The prince finally left the somber park, in which he had wandered for a long time, as he had the day before. The bright, transparent night seemed brighter than usual to him. "Can it be so early?" he thought. (He had forgotten to take his watch.) Music reached him from somewhere far away. "In the vauxhall, it must be," he thought again, "of course, they didn't go there today." Realizing that, he saw that he was standing right by their dacha; he simply knew he would have to end up there, finally, and with a sinking heart he went onto the terrace. No one met him, the terrace was deserted. He waited a while and then opened the door to the drawing room. "They never close this door," flashed in him, but the drawing room, too, was deserted; it was almost totally dark. He stood perplexed in the middle of the room. Suddenly the door opened and Alexandra Ivanovna came in carrying a candle. Seeing the prince, she was surprised and stopped in front of him as if

questioningly. It was obvious that she was only passing through the room, from one door to the other, not thinking at all of finding anyone there.

"How did you end up here?" she said at last.

"I . . . came by . . ."

"Maman isn't feeling well, and neither is Aglaya.
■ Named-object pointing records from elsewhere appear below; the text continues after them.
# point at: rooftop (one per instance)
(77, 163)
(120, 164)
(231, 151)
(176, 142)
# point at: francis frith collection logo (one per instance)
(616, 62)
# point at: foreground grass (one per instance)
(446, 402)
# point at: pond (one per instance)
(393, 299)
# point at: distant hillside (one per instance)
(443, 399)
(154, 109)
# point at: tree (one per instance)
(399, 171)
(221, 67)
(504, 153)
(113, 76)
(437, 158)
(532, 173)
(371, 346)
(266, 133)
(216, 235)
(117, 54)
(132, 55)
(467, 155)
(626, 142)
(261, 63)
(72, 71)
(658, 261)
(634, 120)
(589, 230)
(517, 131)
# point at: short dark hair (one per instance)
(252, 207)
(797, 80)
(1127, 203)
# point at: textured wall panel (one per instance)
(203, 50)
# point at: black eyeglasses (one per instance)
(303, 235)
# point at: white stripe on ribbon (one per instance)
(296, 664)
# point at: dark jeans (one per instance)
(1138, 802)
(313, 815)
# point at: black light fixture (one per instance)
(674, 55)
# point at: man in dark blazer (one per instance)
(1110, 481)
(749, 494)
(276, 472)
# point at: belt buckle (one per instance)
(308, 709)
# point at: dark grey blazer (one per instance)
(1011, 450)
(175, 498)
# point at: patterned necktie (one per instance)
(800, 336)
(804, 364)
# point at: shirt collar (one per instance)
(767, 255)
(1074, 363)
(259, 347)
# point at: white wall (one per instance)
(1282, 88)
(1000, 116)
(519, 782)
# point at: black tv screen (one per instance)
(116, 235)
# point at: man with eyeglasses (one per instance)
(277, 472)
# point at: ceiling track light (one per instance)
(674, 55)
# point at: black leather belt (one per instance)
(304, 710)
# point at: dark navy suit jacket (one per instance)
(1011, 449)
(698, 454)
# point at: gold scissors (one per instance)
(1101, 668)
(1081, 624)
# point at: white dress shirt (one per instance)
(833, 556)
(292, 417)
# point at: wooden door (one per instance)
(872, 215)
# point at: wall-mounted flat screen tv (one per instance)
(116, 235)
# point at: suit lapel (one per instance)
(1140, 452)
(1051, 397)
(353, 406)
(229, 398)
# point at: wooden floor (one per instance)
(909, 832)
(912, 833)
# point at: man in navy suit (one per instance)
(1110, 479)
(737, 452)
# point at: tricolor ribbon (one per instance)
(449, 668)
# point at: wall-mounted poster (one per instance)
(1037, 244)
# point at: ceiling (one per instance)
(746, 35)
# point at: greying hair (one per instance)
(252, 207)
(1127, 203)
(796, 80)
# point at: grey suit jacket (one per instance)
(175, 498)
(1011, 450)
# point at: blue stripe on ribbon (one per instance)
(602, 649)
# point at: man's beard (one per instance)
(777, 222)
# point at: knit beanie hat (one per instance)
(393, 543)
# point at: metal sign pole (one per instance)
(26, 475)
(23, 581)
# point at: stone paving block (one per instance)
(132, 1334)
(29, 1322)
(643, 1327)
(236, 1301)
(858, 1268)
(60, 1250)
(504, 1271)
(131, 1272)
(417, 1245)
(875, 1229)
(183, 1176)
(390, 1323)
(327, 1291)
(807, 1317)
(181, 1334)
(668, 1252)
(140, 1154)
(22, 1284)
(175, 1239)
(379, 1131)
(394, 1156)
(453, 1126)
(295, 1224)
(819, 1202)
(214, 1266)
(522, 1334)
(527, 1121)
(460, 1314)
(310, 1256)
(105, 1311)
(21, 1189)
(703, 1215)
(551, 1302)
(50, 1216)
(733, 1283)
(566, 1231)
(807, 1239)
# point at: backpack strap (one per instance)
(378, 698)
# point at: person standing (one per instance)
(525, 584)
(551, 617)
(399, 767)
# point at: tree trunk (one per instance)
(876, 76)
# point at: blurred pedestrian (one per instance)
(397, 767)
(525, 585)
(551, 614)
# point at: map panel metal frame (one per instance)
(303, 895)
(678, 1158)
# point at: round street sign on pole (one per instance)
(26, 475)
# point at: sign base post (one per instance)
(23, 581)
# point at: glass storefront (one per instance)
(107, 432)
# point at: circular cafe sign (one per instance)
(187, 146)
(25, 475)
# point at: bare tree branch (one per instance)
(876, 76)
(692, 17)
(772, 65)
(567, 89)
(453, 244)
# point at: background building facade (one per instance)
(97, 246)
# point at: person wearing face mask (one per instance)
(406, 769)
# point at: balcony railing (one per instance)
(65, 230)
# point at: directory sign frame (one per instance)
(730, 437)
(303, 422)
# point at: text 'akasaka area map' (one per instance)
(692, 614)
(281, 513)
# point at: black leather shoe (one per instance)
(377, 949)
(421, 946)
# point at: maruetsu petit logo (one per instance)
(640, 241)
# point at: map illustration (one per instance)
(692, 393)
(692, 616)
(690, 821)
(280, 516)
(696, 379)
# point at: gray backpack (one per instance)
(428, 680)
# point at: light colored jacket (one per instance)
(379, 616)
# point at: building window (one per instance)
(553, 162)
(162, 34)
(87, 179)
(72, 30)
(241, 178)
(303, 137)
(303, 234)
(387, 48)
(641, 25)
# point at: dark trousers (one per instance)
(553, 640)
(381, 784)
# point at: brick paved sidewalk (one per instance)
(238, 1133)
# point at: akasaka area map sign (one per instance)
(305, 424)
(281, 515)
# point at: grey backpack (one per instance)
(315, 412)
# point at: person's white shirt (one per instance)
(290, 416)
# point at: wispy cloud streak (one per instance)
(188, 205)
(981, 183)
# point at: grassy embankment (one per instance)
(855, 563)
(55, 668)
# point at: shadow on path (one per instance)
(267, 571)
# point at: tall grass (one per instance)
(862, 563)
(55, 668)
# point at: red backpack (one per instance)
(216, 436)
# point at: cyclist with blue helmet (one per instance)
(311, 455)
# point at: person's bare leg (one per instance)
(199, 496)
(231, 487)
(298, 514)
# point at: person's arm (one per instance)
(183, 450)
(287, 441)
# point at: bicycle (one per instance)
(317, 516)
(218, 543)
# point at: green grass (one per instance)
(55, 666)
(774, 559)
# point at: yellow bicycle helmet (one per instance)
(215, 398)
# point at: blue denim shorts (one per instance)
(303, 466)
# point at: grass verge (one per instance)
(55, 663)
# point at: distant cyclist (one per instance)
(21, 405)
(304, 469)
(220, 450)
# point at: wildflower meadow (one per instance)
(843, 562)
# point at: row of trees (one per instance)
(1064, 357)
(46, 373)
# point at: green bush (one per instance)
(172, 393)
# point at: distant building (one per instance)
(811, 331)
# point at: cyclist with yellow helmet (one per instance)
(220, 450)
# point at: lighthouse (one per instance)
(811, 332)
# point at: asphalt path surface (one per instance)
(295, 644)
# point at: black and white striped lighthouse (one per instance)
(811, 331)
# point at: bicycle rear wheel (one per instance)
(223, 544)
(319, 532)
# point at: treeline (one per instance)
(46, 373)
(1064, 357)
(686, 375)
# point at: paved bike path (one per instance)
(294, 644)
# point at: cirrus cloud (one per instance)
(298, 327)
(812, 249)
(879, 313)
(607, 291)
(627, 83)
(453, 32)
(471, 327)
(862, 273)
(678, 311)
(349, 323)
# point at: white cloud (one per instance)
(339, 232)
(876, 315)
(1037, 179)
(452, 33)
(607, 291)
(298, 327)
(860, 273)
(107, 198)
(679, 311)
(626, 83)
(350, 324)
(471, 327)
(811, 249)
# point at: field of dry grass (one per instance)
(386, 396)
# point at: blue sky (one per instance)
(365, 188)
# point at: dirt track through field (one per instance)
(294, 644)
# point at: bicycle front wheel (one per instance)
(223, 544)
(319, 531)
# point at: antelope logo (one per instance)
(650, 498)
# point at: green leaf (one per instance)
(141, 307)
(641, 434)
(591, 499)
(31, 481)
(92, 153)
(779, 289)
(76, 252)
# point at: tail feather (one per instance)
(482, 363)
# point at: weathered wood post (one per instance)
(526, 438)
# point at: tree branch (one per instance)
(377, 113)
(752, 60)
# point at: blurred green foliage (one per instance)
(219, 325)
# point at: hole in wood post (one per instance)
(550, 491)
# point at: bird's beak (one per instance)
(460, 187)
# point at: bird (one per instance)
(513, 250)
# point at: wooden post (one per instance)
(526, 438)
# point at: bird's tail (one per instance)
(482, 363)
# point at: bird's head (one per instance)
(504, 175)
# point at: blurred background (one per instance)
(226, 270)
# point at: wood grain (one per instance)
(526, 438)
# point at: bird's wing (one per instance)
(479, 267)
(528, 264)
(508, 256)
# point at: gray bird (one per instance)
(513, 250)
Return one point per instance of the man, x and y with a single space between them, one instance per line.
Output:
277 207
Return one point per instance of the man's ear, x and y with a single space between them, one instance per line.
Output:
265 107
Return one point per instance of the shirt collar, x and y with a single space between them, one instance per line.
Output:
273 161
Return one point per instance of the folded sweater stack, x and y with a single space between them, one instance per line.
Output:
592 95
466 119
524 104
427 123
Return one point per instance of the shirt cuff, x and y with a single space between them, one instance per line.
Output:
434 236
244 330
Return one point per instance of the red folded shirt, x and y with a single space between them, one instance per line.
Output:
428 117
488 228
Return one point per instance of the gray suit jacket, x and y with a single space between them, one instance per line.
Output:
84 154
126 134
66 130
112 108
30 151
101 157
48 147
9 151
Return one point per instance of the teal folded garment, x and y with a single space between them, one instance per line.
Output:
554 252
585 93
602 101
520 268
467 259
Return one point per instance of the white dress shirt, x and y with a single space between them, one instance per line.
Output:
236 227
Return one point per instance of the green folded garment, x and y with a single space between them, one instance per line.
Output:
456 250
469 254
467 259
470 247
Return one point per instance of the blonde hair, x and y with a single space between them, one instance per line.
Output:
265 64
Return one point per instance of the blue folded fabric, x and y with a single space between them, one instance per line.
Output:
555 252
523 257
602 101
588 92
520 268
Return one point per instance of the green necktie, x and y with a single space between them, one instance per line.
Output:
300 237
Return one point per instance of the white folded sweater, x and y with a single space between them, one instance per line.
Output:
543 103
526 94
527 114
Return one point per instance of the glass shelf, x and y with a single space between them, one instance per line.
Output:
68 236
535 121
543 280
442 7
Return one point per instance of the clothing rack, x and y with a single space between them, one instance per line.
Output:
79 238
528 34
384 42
Adelaida's going to bed, and so am I. We spent the whole evening sitting at home alone. Papa and the prince are in Petersburg."

"I've come . . . I've come to you . . . now . . ."

"Do you know what time it is?"

"N-no . . ."

"Half-past twelve. We always go to bed at one."

"Ah, I thought it was . . . half-past nine."

"Never mind!" she laughed. "But why didn't you come earlier? Maybe we were expecting you."

"I . . . thought. . ." he babbled, going out.

"Good-bye! Tomorrow I'll make everybody laugh."

He went down the road that skirted the park to his dacha. His heart was pounding, his thoughts were confused, and everything around him seemed like a dream. And suddenly, just as earlier, both times when he was awakened by the same vision, so the same vision again appeared before him. The same woman came out of the park and stood before him, as if she had been waiting for him there. He shuddered and stopped; she seized his hand and pressed it hard. "No, this is not a vision!"

And so she finally stood before him face to face, for the first time since their parting; she was saying something to him, but he looked at her silently; his heart overflowed and was wrung with pain. Oh, never afterwards could he forget this meeting with her, and he always remembered it with the same pain. She went down on her knees before him right there in the street, as if beside herself; he stepped back in fear, but she tried to catch his hand in order to kiss it, and, just as earlier in his dream, tears glistened now on her long lashes.

"Get up, get up!" he said in a frightened whisper, trying to raise her. "Get up quickly!"

"Are you happy? Are you?" she kept asking. "Tell me just one word, are you happy now? Today, right now? With her? What did she say?"

She would not get up, she did not listen to him; she asked hurriedly and was in a hurry to speak, as though she were being pursued.

"I'm leaving tomorrow, as you told me to. I won't. . . I'm seeing you for the last time, the last! Now it really is the last time!"

"Calm yourself, get up!" he said in despair.

She peered at him greedily, clutching his hands.

"Farewell!" she said at last, stood up, and quickly walked away from him, almost ran. The prince saw that Rogozhin was suddenly beside her, took her arm, and led her away.

"Wait, Prince," cried Rogozhin, "in five minutes I'll come back for a bit."

In five minutes he indeed came back; the prince was waiting for him in the same place.

"I put her in the carriage," he said. "It's been waiting there on the corner since ten o'clock. She just knew you'd spend the whole evening with the other one. I told her exactly what you wrote me today. She won't write to the other one anymore; she promised; and she'll leave here tomorrow, as you wished. She wanted to see you one last time, even though you refused; we waited here in this place for you to go back—over there, on that bench."